After male infertility is diagnosed, there are three possible treatments. Medical therapy may be used to reverse or improve some types of inflammation or hormone deficiency. Surgery may be done to treat problems with the male anatomy, such as varicocele, ejaculatory duct obstructions, or reversal of a past vasectomy. Surgery may also be used to remove sperm from the testicles in some men. Assisted reproductive technologies (ART) may be advised for some men.

Medical Therapy


Hypogonadotrophic hypogonadism (HH) results when the testes do not receive the right hormone signals from the pituitary gland in the brain. This means that the testes cannot work normally.

The pituitary gland may be affected by tumors, medicines, or a congenital condition (physical conditions that someone is born with). If one of these is the cause of HH, the pituitary hormones (FSH and LH) can be replaced. This will restore the function of the testes.

Surgeries and Procedures


Varicoceles are large veins that allow the blood to flow backward. They can occur inside the spermatic cord and scrotum. Varicoceles are linked with low sperm count, poor motility, and abnormal morphology (physical structure).

Semen quality improves in about 2/3 of men who have surgery to repair varicoceles. Research shows that natural pregnancy rates increase after this treatment.

Of all the causes of infertility, varicoceles are the most easily corrected. Since they are very common, the surgery should be considered only if there are no other infertility risk factors.

Varicoceles can be treated in two ways:

  • With venous embolization, where a small catheter, guided by X-ray, is fed through the large veins of the neck or groin.
  • Through a small incision in the groin region.

Vas Deferens or Epididymal Blockage

Infection or injury can cause scarring and blockage of the male reproductive tract. The most common cause of a blockage that surgery can correct is having had a vasectomy. About 6% of men (6 out of 100) who have a vasectomy also have a vasectomy reversal (vasovasostomy or epididymovasostomy).

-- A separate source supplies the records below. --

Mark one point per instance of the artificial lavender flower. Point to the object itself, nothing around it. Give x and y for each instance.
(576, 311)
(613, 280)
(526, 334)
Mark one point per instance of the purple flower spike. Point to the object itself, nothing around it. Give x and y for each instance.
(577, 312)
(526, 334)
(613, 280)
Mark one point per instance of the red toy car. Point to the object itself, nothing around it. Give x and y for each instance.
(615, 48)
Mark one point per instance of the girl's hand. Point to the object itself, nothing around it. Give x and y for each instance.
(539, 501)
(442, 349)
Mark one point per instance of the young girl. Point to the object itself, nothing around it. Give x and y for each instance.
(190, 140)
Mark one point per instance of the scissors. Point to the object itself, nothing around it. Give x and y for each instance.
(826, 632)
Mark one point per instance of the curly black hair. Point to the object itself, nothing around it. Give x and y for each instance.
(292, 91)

The success of a vasectomy reversal depends on many things. The most important factors are the skill of the surgeon and what is found at the time of surgery. If all goes well, 85% to 99% of men (85 to 99 out of 100) can expect a return of sperm after vasovasostomy. If you do not want to have this surgery, sperm extraction can be done along with ART.

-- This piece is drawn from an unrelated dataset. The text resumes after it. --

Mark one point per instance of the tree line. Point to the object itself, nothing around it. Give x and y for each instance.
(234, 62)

Assisted Reproductive Technologies

Even when no sperm are found in the ejaculate (called azoospermia), sperm may be found in the vas deferens, epididymis, or testes. This sperm may be retrieved using minimally invasive techniques. After sperm is retrieved, intracytoplasmic sperm injection (ICSI) may be used to assist in pregnancy.

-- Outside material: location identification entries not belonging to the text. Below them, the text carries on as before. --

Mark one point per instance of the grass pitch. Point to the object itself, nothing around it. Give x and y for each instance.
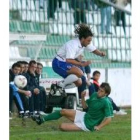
(118, 129)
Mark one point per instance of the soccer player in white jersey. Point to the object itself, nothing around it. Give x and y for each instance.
(64, 62)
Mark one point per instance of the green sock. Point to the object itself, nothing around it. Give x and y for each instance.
(53, 116)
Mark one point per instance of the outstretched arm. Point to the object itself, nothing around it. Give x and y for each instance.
(106, 121)
(84, 105)
(98, 52)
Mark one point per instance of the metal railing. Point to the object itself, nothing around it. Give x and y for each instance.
(58, 18)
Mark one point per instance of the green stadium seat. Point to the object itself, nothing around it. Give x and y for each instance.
(56, 40)
(13, 26)
(36, 27)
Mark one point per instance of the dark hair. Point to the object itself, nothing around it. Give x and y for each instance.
(15, 65)
(32, 62)
(25, 62)
(83, 31)
(40, 64)
(96, 72)
(106, 87)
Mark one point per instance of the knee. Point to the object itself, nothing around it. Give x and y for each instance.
(78, 72)
(62, 127)
(79, 82)
(63, 112)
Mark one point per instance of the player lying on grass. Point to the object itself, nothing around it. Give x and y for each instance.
(98, 115)
(64, 62)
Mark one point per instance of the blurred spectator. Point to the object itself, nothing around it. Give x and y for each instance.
(79, 7)
(26, 65)
(52, 5)
(32, 85)
(105, 13)
(120, 15)
(41, 88)
(41, 4)
(15, 92)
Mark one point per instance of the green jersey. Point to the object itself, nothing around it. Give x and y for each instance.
(98, 109)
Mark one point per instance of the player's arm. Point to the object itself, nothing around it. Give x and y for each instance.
(26, 93)
(98, 52)
(74, 62)
(84, 105)
(105, 122)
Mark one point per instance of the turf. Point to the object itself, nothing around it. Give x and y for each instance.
(119, 129)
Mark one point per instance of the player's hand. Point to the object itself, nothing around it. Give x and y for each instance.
(103, 54)
(36, 91)
(83, 94)
(86, 63)
(96, 128)
(28, 93)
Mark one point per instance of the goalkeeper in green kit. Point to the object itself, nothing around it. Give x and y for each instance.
(99, 113)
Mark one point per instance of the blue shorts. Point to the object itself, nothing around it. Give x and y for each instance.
(61, 67)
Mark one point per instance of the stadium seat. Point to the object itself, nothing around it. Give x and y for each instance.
(119, 31)
(128, 31)
(109, 42)
(123, 43)
(116, 43)
(62, 29)
(97, 18)
(25, 27)
(128, 55)
(70, 29)
(53, 29)
(14, 26)
(89, 17)
(14, 52)
(31, 5)
(113, 31)
(65, 6)
(128, 20)
(14, 4)
(102, 43)
(24, 5)
(42, 54)
(96, 42)
(60, 17)
(36, 27)
(112, 55)
(69, 18)
(128, 40)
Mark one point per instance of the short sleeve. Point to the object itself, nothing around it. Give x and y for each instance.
(91, 47)
(70, 51)
(108, 109)
(87, 69)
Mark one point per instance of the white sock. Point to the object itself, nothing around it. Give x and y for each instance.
(69, 79)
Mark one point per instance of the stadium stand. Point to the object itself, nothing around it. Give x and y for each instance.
(25, 16)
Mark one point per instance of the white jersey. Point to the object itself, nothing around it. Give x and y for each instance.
(72, 49)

ICSI has changed how we treat male infertility. With this technology, only a small number of healthy sperm are needed to achieve pregnancy. This means we are often able to obtain healthy sperm for egg fertilization even from men who have a very low sperm count.

The underlying reason for azoospermia will decide where the sperm is taken from and the chances of retrieving it successfully. In vitro fertilization (IVF) must be done along with ICSI to achieve pregnancy. Success depends on a complex program of assisted reproduction for both partners.